In Depth

Oops! Three Ashcroft polls are wrong – and Clegg is the loser

Lord Ashcroft forced to apologise: Ed Miliband gets a break – he’s actually miles ahead in Doncaster

Columnist Don Brind

Three highly significant polls carried out in the constituencies being fought by Ed Miliband, Nick Clegg and Nigel Farage turn out to be based on bad data. 

Corrections issued yesterday by Lord Ashcroft, who commissoned the polls in mid-November, are good news for Miliband and Farage – they’re both doing much better than originally suggested - but bad news for Clegg, who really does face the possibility of losing his seat.

An embarrassed Ashcroft wrote: “Earlier this week, it came to light that a poll I published last November in Sheffield Hallam included a mistake in the data. Concerned that this may not have been an isolated incident, I reviewed two other polls I commissioned from the same company at the same time. As I feared, the mistakes had been repeated.”

The polls have now been corrected, said Ashcroft, and here’s the upshot:

Sheffield Hallam: Nick Clegg was originally given a three-point lead over the Labour candidate: the polling should have put him three points behind (Lab 30%, Lib Dems 27%, Con 19%, Ukip 13%, Greens 10%). This is significant, because it makes the Ashcroft result a little closer to last week’s polling in Sheffield Hallam by Survation, which showed Labour ahead and which Clegg dismissed as “utter bilge”. 

Thanet South: In the Kent seat where Ukip leader Nigel Farage is standing, Ashcroft’s polling showed him trailing the Conservative candidate by five points: it should have shown a much tighter race, with Farage only a single point behind the Tory in a three-way marginal (Con 33%, Ukip 32%, Lab 26%, Lib Dems 4%, Greens 3%). 

Doncaster North: Ed Miliband was given only a 12-point lead over his Ukip challenger (a weak position given his huge majority in 2010): Miliband should have been given a safe-as-houses 30-point lead over Ukip (Lab 55%, Ukip 25%, Con 13%, Lib Dems 4%, Greens 2%).

Apologising for the errors, Ashcroft, who employs a number of different polling firms to conduct his surveys, explained that all three polls were carried out by the same firm. He won’t name them - but he won’t use them again, either.

Ashcroft's embarrassment is evident. He fears that the mistakes will cast doubt on his other 100-or-so polls, the most recent being a batch of 18 constituency polls from Scotland showing the SNP likely to wipe out both Labour and the Lib Dems north of the border.  

So, should he be worried that we will no longer trust any of his polls? I don’t think so. 

All but the most curmudgeonly among politicians, pundits and poll-watchers recognise that the £2 million or so he is estimated to have spent on his marginal constituency polls has added greatly to the public understanding of the political process. 

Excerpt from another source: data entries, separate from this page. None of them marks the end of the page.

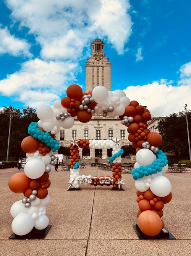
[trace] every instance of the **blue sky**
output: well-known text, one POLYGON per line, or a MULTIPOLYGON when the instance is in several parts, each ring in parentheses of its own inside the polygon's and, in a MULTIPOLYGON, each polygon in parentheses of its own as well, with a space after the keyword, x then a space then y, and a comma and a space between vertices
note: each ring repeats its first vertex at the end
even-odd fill
POLYGON ((191 7, 185 0, 2 0, 0 107, 50 105, 71 83, 84 91, 91 43, 101 38, 112 91, 156 115, 191 108, 191 7))

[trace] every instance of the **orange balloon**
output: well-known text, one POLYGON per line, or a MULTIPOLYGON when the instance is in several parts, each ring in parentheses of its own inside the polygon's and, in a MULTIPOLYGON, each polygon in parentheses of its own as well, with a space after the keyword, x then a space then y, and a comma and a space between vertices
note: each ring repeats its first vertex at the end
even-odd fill
POLYGON ((40 199, 42 199, 47 197, 48 193, 48 190, 47 188, 43 189, 40 188, 37 190, 36 196, 40 199))
POLYGON ((126 107, 125 111, 125 115, 127 116, 134 116, 136 114, 136 109, 133 106, 126 107))
POLYGON ((71 84, 66 89, 66 94, 70 99, 80 99, 83 95, 81 87, 78 84, 71 84))
POLYGON ((141 200, 138 203, 138 205, 139 205, 139 208, 142 211, 150 210, 151 209, 151 206, 149 202, 146 199, 141 200))
POLYGON ((134 107, 136 107, 139 105, 139 102, 136 101, 131 101, 130 102, 129 106, 133 106, 134 107))
POLYGON ((135 134, 139 129, 139 125, 137 124, 132 123, 129 126, 128 130, 132 134, 135 134))
POLYGON ((170 192, 170 194, 164 197, 162 197, 162 200, 164 203, 169 203, 172 199, 172 193, 170 192))
POLYGON ((16 173, 10 178, 9 187, 11 190, 15 193, 23 193, 30 187, 31 180, 23 172, 16 173))
POLYGON ((92 118, 92 115, 86 110, 79 110, 77 114, 77 118, 82 123, 87 123, 92 118))
POLYGON ((151 191, 150 189, 148 189, 144 192, 144 197, 148 201, 152 200, 155 196, 154 194, 151 192, 151 191))
POLYGON ((21 142, 21 148, 23 151, 27 153, 33 153, 38 150, 39 140, 32 136, 25 138, 21 142))
POLYGON ((143 233, 151 236, 159 234, 162 226, 160 218, 158 214, 152 211, 142 212, 138 218, 138 225, 143 233))
POLYGON ((70 99, 68 97, 64 97, 61 99, 61 104, 63 107, 68 108, 70 106, 70 99))

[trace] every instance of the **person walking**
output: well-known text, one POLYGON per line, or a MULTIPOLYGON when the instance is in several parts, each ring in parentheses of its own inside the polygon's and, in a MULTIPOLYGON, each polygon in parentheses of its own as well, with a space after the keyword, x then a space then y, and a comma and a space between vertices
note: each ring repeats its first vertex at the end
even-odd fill
POLYGON ((21 159, 19 158, 17 163, 17 166, 18 167, 18 171, 20 170, 21 169, 21 159))
POLYGON ((58 157, 57 157, 56 159, 56 164, 55 164, 55 169, 54 170, 55 172, 58 172, 58 165, 59 164, 59 159, 58 157))

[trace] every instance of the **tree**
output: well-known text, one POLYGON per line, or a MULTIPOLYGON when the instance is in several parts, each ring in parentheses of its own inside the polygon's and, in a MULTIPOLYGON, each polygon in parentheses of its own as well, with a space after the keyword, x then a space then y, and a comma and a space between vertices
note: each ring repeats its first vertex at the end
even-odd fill
MULTIPOLYGON (((188 126, 191 135, 191 114, 188 112, 188 126)), ((165 152, 174 154, 177 160, 180 155, 188 156, 188 144, 185 113, 173 113, 170 116, 159 121, 159 133, 162 136, 163 141, 160 149, 165 152)))

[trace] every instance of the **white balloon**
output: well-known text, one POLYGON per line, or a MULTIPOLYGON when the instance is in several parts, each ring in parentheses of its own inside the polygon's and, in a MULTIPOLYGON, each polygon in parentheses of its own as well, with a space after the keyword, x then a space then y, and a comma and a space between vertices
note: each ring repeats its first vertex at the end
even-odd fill
POLYGON ((154 161, 155 155, 151 150, 147 149, 139 150, 136 155, 136 160, 141 165, 146 166, 151 165, 154 161))
POLYGON ((49 195, 45 198, 41 199, 40 200, 40 206, 46 206, 50 201, 50 198, 49 195))
POLYGON ((50 121, 52 119, 53 114, 52 109, 47 105, 41 105, 36 111, 36 114, 39 119, 44 122, 50 121))
POLYGON ((52 129, 54 124, 52 121, 45 122, 42 125, 42 128, 45 132, 50 132, 52 129))
POLYGON ((145 185, 144 181, 142 178, 138 179, 135 181, 134 185, 136 189, 141 192, 144 192, 147 190, 148 187, 145 185))
POLYGON ((34 227, 41 230, 45 228, 49 223, 49 219, 48 217, 46 215, 43 215, 35 221, 34 227))
POLYGON ((107 89, 104 86, 96 86, 92 91, 92 97, 98 103, 103 103, 108 98, 109 93, 107 89))
POLYGON ((32 215, 27 213, 17 215, 12 223, 12 229, 19 236, 24 236, 29 233, 33 228, 34 220, 32 215))
POLYGON ((61 101, 59 100, 55 101, 53 104, 53 106, 54 108, 55 109, 60 109, 63 106, 61 104, 61 101))
POLYGON ((157 197, 163 197, 171 191, 172 185, 170 180, 163 176, 157 176, 152 179, 150 189, 157 197))
POLYGON ((125 107, 128 107, 130 103, 130 99, 128 97, 123 97, 120 100, 120 104, 123 105, 125 107))
POLYGON ((46 155, 41 157, 41 160, 46 165, 49 164, 51 161, 51 158, 49 155, 47 154, 46 155))
POLYGON ((36 158, 27 162, 24 167, 24 173, 31 179, 37 179, 42 176, 45 170, 45 165, 40 160, 36 158))
POLYGON ((168 171, 168 165, 167 164, 165 165, 165 166, 164 166, 164 167, 162 167, 162 170, 161 171, 161 172, 162 172, 163 173, 165 173, 165 172, 167 172, 168 171))
POLYGON ((61 121, 61 126, 65 129, 70 129, 74 124, 74 119, 71 116, 65 118, 63 121, 61 121))
POLYGON ((14 203, 11 208, 11 214, 12 217, 15 218, 16 216, 22 213, 27 213, 28 209, 24 206, 24 204, 23 203, 22 201, 20 200, 14 203))

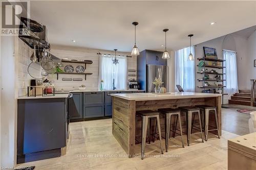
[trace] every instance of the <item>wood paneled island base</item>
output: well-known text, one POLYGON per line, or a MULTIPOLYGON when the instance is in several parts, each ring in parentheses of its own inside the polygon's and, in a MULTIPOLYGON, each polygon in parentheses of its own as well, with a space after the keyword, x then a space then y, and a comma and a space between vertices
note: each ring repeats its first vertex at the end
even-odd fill
MULTIPOLYGON (((164 108, 175 109, 181 106, 195 106, 199 105, 216 106, 219 129, 221 130, 221 94, 220 94, 174 92, 164 94, 130 93, 112 94, 111 95, 113 98, 112 134, 129 157, 136 156, 135 137, 137 141, 141 141, 141 119, 137 118, 135 122, 136 111, 137 110, 157 110, 158 109, 164 108)), ((181 112, 183 132, 186 132, 185 114, 181 112)), ((209 127, 211 126, 212 129, 216 128, 214 115, 210 115, 209 127)), ((195 117, 194 125, 196 126, 198 120, 198 117, 195 117)), ((171 127, 173 128, 174 128, 175 121, 176 117, 172 119, 171 127)), ((160 123, 162 136, 165 136, 164 117, 162 114, 160 115, 160 123)), ((155 123, 152 124, 155 125, 155 123)), ((179 129, 179 127, 178 127, 177 129, 179 129)), ((178 131, 177 132, 179 133, 178 131)), ((211 132, 217 134, 217 132, 211 132)))

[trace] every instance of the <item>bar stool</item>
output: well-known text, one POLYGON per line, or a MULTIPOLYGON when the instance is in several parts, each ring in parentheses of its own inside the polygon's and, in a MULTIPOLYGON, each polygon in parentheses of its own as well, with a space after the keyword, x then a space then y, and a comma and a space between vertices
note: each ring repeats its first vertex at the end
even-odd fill
POLYGON ((212 131, 217 130, 218 132, 218 138, 220 138, 220 133, 219 131, 219 126, 218 124, 218 118, 217 118, 217 107, 215 106, 210 106, 208 105, 198 105, 196 106, 200 108, 201 113, 203 113, 204 117, 204 135, 205 136, 205 140, 208 140, 208 132, 209 131, 212 131), (210 111, 214 111, 215 114, 215 122, 216 122, 217 129, 214 129, 209 130, 209 115, 210 114, 210 111))
POLYGON ((184 148, 183 139, 182 138, 182 128, 181 127, 181 120, 180 118, 180 110, 178 109, 173 109, 172 108, 163 108, 159 109, 158 111, 160 113, 165 114, 165 150, 166 152, 168 152, 168 139, 170 137, 170 131, 174 132, 175 133, 176 131, 173 131, 170 130, 170 124, 172 123, 172 116, 175 115, 177 116, 177 120, 176 120, 176 125, 175 129, 177 128, 177 123, 178 118, 180 123, 180 130, 181 136, 181 141, 182 142, 182 147, 184 148))
MULTIPOLYGON (((143 159, 145 156, 145 146, 146 145, 146 132, 148 126, 148 119, 156 118, 157 122, 157 126, 158 132, 159 133, 160 145, 161 148, 161 153, 163 154, 163 148, 162 148, 162 138, 161 136, 161 128, 160 124, 159 113, 151 110, 140 110, 136 111, 136 113, 140 115, 142 120, 142 130, 141 130, 141 159, 143 159)), ((154 143, 156 144, 157 143, 154 143)))
POLYGON ((186 117, 187 122, 187 145, 189 145, 189 140, 191 135, 195 135, 197 134, 201 133, 201 137, 202 138, 202 142, 204 142, 203 138, 203 132, 202 131, 202 124, 201 123, 201 116, 200 116, 200 109, 196 107, 180 107, 180 109, 186 112, 186 117), (195 133, 192 134, 191 130, 192 128, 192 116, 193 114, 196 113, 198 114, 199 117, 199 124, 200 125, 200 131, 201 132, 195 133))

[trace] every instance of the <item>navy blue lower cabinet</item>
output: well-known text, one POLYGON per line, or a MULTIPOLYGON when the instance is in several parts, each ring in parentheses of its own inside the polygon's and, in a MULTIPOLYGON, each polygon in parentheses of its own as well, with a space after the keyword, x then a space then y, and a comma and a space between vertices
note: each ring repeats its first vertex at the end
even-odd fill
POLYGON ((83 107, 83 118, 104 116, 104 105, 90 105, 83 107))
POLYGON ((67 99, 18 100, 17 163, 60 156, 66 145, 67 99))
POLYGON ((103 91, 83 93, 84 118, 104 116, 104 94, 103 91))
POLYGON ((82 118, 83 116, 83 93, 71 93, 73 98, 69 100, 69 112, 70 119, 82 118))
POLYGON ((111 94, 117 93, 117 91, 105 92, 105 116, 112 115, 112 96, 111 94))

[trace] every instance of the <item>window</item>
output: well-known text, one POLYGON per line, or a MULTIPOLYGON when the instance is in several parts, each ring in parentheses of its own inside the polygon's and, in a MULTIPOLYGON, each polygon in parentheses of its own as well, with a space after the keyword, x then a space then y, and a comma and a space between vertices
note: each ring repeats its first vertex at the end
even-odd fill
POLYGON ((99 62, 99 89, 100 82, 103 81, 102 88, 104 90, 113 89, 113 82, 116 89, 126 89, 127 60, 125 57, 118 57, 118 63, 113 64, 114 56, 102 55, 99 62))
POLYGON ((223 50, 223 59, 226 61, 223 62, 223 66, 226 67, 223 69, 224 85, 225 93, 228 94, 228 99, 233 93, 238 91, 238 74, 237 69, 237 54, 236 52, 223 50))
MULTIPOLYGON (((195 57, 195 48, 191 49, 195 57)), ((190 47, 175 52, 175 85, 180 85, 184 91, 195 91, 195 61, 188 60, 190 47)), ((175 88, 177 91, 178 89, 175 88)))

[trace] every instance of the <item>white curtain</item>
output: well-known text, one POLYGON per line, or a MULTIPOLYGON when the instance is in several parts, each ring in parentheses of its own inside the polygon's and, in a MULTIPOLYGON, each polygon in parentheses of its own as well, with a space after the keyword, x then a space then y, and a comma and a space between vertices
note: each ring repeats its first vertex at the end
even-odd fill
MULTIPOLYGON (((195 56, 195 48, 191 53, 195 56)), ((195 91, 195 60, 188 59, 190 47, 175 52, 175 86, 180 85, 184 91, 195 91)), ((175 87, 176 91, 178 91, 175 87)))
POLYGON ((227 93, 228 99, 233 93, 238 91, 238 74, 237 69, 237 54, 236 52, 223 50, 223 66, 226 68, 223 69, 224 93, 227 93))
POLYGON ((115 79, 115 87, 118 90, 126 89, 127 59, 126 57, 117 57, 118 63, 113 63, 114 55, 102 55, 99 60, 99 89, 101 80, 103 89, 112 90, 115 79))

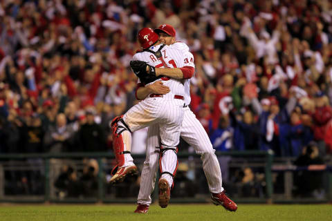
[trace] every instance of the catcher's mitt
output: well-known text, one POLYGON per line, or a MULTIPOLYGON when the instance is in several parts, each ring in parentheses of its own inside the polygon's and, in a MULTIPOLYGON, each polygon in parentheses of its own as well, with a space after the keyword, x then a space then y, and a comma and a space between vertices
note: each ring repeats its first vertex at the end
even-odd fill
POLYGON ((149 65, 147 62, 131 61, 130 67, 140 81, 145 84, 154 81, 159 78, 156 77, 156 68, 149 65))

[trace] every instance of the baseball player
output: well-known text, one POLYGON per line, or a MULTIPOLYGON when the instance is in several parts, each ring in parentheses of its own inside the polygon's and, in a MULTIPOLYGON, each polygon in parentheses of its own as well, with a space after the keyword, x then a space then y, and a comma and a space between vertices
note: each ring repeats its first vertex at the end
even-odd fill
MULTIPOLYGON (((159 180, 159 202, 162 207, 165 207, 169 200, 170 186, 177 166, 176 146, 179 143, 180 128, 183 119, 185 93, 183 79, 162 75, 165 73, 176 76, 182 69, 186 71, 188 68, 181 67, 185 66, 186 61, 190 58, 186 57, 187 53, 182 53, 176 48, 159 44, 158 35, 151 28, 140 30, 138 38, 143 50, 133 55, 131 67, 139 78, 139 85, 147 86, 148 88, 149 85, 158 81, 170 91, 163 95, 147 90, 145 94, 147 97, 143 101, 130 108, 123 116, 112 121, 118 169, 110 182, 122 182, 126 175, 137 171, 130 155, 131 133, 157 124, 160 136, 158 146, 163 153, 160 160, 162 175, 159 180)), ((194 68, 190 71, 193 73, 194 68)))
MULTIPOLYGON (((158 33, 159 41, 161 43, 178 48, 183 51, 183 53, 187 53, 189 51, 189 48, 185 44, 175 41, 176 31, 172 26, 163 24, 154 31, 158 33)), ((192 55, 188 61, 189 63, 187 64, 188 66, 194 66, 192 55)), ((167 75, 167 74, 164 75, 167 75)), ((181 136, 195 148, 196 153, 201 155, 203 169, 208 180, 209 189, 211 192, 214 204, 222 205, 227 210, 235 211, 237 209, 237 204, 227 197, 222 186, 221 173, 218 160, 214 154, 215 150, 213 149, 204 128, 188 107, 191 100, 190 79, 192 77, 192 75, 187 75, 183 73, 183 75, 178 75, 178 76, 172 75, 172 77, 185 80, 185 107, 181 129, 181 136)), ((144 99, 146 97, 146 93, 144 91, 147 90, 148 89, 144 87, 138 88, 136 97, 139 99, 144 99)), ((158 135, 158 125, 154 124, 150 126, 147 142, 147 157, 142 171, 138 206, 135 213, 147 213, 149 204, 151 202, 150 195, 154 188, 159 157, 158 150, 156 149, 156 147, 159 146, 160 143, 160 137, 158 135)))

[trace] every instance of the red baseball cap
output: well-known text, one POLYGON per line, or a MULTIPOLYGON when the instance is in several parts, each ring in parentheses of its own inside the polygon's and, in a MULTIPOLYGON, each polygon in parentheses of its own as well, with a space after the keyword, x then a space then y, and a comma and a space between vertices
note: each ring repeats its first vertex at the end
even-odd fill
POLYGON ((143 28, 138 32, 137 38, 142 48, 146 49, 155 44, 159 39, 159 37, 150 28, 143 28))
POLYGON ((175 37, 176 35, 174 28, 173 28, 172 26, 167 23, 162 24, 158 28, 156 28, 154 32, 158 35, 160 32, 163 32, 172 37, 175 37))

Also, all the data from his polls is in the public domain – unlike the welter of private polling commissioned by the major parties – and is subject to "peer review" by other pollsters and forecasters. 

The fact that he is taking the trouble to re-examine his results, and that he quickly confessed to these mistakes will, I think, ensure that most observers forgive him.